Two weeks of fine-tuning VLAs in sim: what worked, what broke

I spent a couple of weeks fine-tuning VLAs to pick colored books off a shelf in MuJoCo, one 5070 Ti, no cloud. SmolVLA on the simple scene peaked at 60% canonical. Shuffle the books at eval and the same model dropped to 17.5%. Replaying the eval RNG, the model was 14/26 when the target landed in its canonical slot and 0/54 when it didn’t. It had memorized which slot was which. The textbook fix made it worse on both. The harder scene went 0/10.

The setup

The simple scene I used for most of this is small: MuJoCo Franka Panda, a single-shelf rack with 4 colored books (red, green, blue, yellow at fixed y-positions), an open carton in front. A hand-tuned damped-least-squares IK pick-and-place state machine generates demonstrations at 20 Hz with two cameras (base + wrist) at 224×224 RGB. Per-episode randomization on book positions (±5 mm), carton (±20 mm), base camera (±30 mm xyz), light intensity (±20%), and 12 instruction templates like “pick the red book and place it in the box”.
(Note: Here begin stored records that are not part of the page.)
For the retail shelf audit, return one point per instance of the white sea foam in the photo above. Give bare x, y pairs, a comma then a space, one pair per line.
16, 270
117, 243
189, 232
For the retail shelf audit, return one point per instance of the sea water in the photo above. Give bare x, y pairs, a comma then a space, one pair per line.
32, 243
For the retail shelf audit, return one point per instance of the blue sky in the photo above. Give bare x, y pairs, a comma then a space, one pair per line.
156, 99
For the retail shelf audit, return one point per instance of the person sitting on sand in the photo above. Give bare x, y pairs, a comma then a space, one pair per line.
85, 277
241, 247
Each demo is a per-tick stream of (state, action, per-camera RGB, instruction string) aligned to the 20 Hz step, packed into the LeRobot dataset format. The scripted controller is what the policy learns from. It runs the actual pick-and-place, and the policy imitates. Demos are filtered to successes only (~62% of attempts succeed at ±15 mm jitter).

I wanted a single policy that maps (image, prompt) to joint targets.
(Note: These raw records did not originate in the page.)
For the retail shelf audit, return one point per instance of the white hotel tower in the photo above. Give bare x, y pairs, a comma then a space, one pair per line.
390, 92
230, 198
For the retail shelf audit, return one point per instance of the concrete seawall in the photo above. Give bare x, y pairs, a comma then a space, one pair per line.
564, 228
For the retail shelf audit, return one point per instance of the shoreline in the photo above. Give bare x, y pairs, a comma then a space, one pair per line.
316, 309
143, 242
Phase 1: ACT plateaus at 37.5%

I started with ACT (Action Chunking Transformer, ~52M params). ACT has no language pathway, so a single ACT on all 4 colors should fail by construction. It did. 0/40. The model picks something, just not the correct color.
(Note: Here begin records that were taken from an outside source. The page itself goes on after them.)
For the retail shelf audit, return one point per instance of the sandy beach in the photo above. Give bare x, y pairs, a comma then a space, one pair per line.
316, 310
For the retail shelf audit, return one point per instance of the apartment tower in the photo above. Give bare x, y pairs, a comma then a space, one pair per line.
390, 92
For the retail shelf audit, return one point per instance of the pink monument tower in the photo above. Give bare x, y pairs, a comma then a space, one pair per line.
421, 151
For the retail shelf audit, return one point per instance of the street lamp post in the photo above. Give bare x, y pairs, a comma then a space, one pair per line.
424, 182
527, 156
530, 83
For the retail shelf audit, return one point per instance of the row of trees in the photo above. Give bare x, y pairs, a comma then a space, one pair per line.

The standard workaround is per-color specialists. Train four separate ACT models, parse the color from the prompt at eval, dispatch to the right one. This worked, sort of:

ACT setupdemos / colorsuccess
ACT v1 specialists5037.5%
ACT v2 specialists14037.5%

Doubling the demos per specialist bought me nothing. ACT has hit its capacity ceiling on this task, and “ceiling” turned out not to be data-bound. Reasonable result, well-known story.

The takeaway from phase 1 wasn’t “ACT is bad.” It was “I want one model that reads the prompt instead of four routed by string-matching.”

Phase 2: SmolVLA gets language to work

I swapped in SmolVLA-450M. It’s a 100M-param trainable action expert with a flow-matching head, bolted onto a frozen SigLIP + SmolLM2 backbone. Frozen vision is locked at the recipe level. The training set was the same 524-episode dataset I’d been using for ACT, just with the per-episode instruction string passed through.

First run, 10K steps, batch 4, ~0.42 epochs: 25%. Worse than ACT. The dataset was barely getting touched.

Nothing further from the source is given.